United States v. Muller
201600294
| N.M.C.C.A. | Jul 27, 2017Background
- Appellant, a Marine, was convicted at a general court-martial of aggravated assault, assault consummated by a battery, and drunk and disorderly conduct for an unprovoked violent attack on RC that caused brain bleeding and multiple facial fractures.
- The convening authority approved a sentence of six months’ confinement, reduction to E-1, and a bad-conduct discharge; the appellant appealed raising two errors.
- Defense sought production of Dr. B (a neurologist) pretrial as an expert consultant and later as a trial witness to rebut government testimony about the seriousness of RC’s brain injuries; the military judge granted consultant status but denied production as a trial expert for lack of demonstrated necessity.
- Mid-trial the defense renewed the request after government treating physicians testified; the military judge limited government witnesses from quantifying the severity of the brain bleed and gave curative and final instructions defining grievous bodily harm.
- After trial, appellant was diagnosed with PTSD; he claimed trial counsel were ineffective for not investigating or presenting PTSD evidence at trial.

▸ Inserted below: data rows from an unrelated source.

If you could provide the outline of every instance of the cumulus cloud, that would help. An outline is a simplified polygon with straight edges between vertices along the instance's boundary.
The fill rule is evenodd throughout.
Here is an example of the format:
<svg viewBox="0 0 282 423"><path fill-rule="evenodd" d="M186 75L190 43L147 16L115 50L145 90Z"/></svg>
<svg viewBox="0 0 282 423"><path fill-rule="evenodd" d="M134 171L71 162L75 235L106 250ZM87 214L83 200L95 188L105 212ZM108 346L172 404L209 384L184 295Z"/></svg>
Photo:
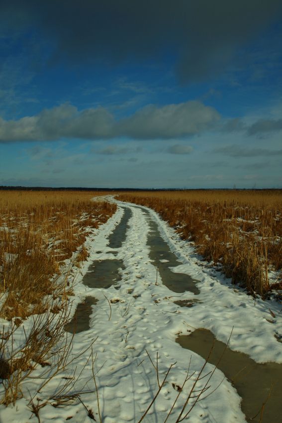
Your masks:
<svg viewBox="0 0 282 423"><path fill-rule="evenodd" d="M17 120L0 118L0 141L60 138L94 140L119 136L136 139L170 138L198 133L219 118L214 108L195 101L162 107L148 106L118 121L103 107L79 111L67 103Z"/></svg>
<svg viewBox="0 0 282 423"><path fill-rule="evenodd" d="M269 150L267 148L248 148L243 146L228 145L220 147L213 150L213 153L219 153L230 157L254 157L260 156L282 155L282 149Z"/></svg>
<svg viewBox="0 0 282 423"><path fill-rule="evenodd" d="M169 147L167 151L171 154L190 154L193 151L193 147L190 145L175 144Z"/></svg>
<svg viewBox="0 0 282 423"><path fill-rule="evenodd" d="M2 30L35 27L42 45L53 48L52 63L140 62L169 48L185 82L221 72L238 46L282 12L280 0L2 2Z"/></svg>
<svg viewBox="0 0 282 423"><path fill-rule="evenodd" d="M200 102L159 107L151 105L120 121L117 131L121 135L136 139L171 138L198 133L219 118L215 109Z"/></svg>
<svg viewBox="0 0 282 423"><path fill-rule="evenodd" d="M245 125L239 117L229 119L222 126L222 130L224 132L235 132L242 131L245 128Z"/></svg>
<svg viewBox="0 0 282 423"><path fill-rule="evenodd" d="M262 134L282 130L282 119L260 119L248 129L249 135Z"/></svg>
<svg viewBox="0 0 282 423"><path fill-rule="evenodd" d="M18 120L0 118L0 141L108 138L113 122L112 116L102 107L79 112L76 107L66 104Z"/></svg>

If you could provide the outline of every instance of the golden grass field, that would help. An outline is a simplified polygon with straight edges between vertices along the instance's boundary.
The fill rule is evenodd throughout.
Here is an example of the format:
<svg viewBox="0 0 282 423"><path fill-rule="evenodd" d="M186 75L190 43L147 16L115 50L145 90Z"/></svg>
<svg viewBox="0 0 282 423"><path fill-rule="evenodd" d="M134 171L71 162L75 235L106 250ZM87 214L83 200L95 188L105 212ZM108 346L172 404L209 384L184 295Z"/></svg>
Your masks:
<svg viewBox="0 0 282 423"><path fill-rule="evenodd" d="M252 293L282 287L282 190L184 190L121 194L154 209L207 260ZM278 273L279 275L279 273Z"/></svg>
<svg viewBox="0 0 282 423"><path fill-rule="evenodd" d="M102 194L0 191L0 293L6 294L1 317L41 312L44 296L70 292L65 269L65 282L57 283L65 261L78 250L76 264L85 259L86 228L97 227L116 210L91 201Z"/></svg>

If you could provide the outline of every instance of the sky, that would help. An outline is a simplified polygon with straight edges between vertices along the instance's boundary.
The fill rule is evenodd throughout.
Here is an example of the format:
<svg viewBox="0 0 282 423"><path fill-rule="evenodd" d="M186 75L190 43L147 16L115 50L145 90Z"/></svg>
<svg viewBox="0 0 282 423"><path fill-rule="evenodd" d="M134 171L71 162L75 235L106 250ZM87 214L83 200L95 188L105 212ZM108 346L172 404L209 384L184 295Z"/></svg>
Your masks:
<svg viewBox="0 0 282 423"><path fill-rule="evenodd" d="M282 188L282 2L0 0L0 185Z"/></svg>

- The Court of Criminal Appeals affirmed, finding no abuse of discretion in denying production of Dr. B and no Strickland deficiency by trial counsel.
Issues
| Issue | Appellant's Argument | Government's Argument | Held |
|---|---|---|---|
| Denial of defense expert (Dr. B) | Needed to rebut government experts and show brain bleeds were minor; production necessary for cross-examination | Defense never showed specific conflicts or what Dr. B would testify to; judge already limited government testimony and instructed members on seriousness | Denial affirmed — defense failed to show necessity; judge’s limitations and instructions obviated need for Dr. B |
| Mid-trial renewal for Dr. B | After government testimony, still necessary to counter severity opinions | Trial judge curtailed quantification by government experts and gave curative instruction; defense satisfied with measures | Denial affirmed — no abuse of discretion; members instructed to decide seriousness |
| Ineffective assistance for not investigating PTSD | Counsel should have evaluated and presented PTSD evidence that might have mitigated culpability | No PTSD diagnosis at trial, no known symptoms presented to counsel, extensive character evidence contradicted PTSD signs; post-trial diagnosis insufficient to show counsel deficient | Denial affirmed — Strickland first prong not satisfied; performance objectively reasonable |
Key Cases Cited
- United States v. Anderson, 68 M.J. 378 (C.A.A.F. 2010) (abuse of discretion review of expert testimony production)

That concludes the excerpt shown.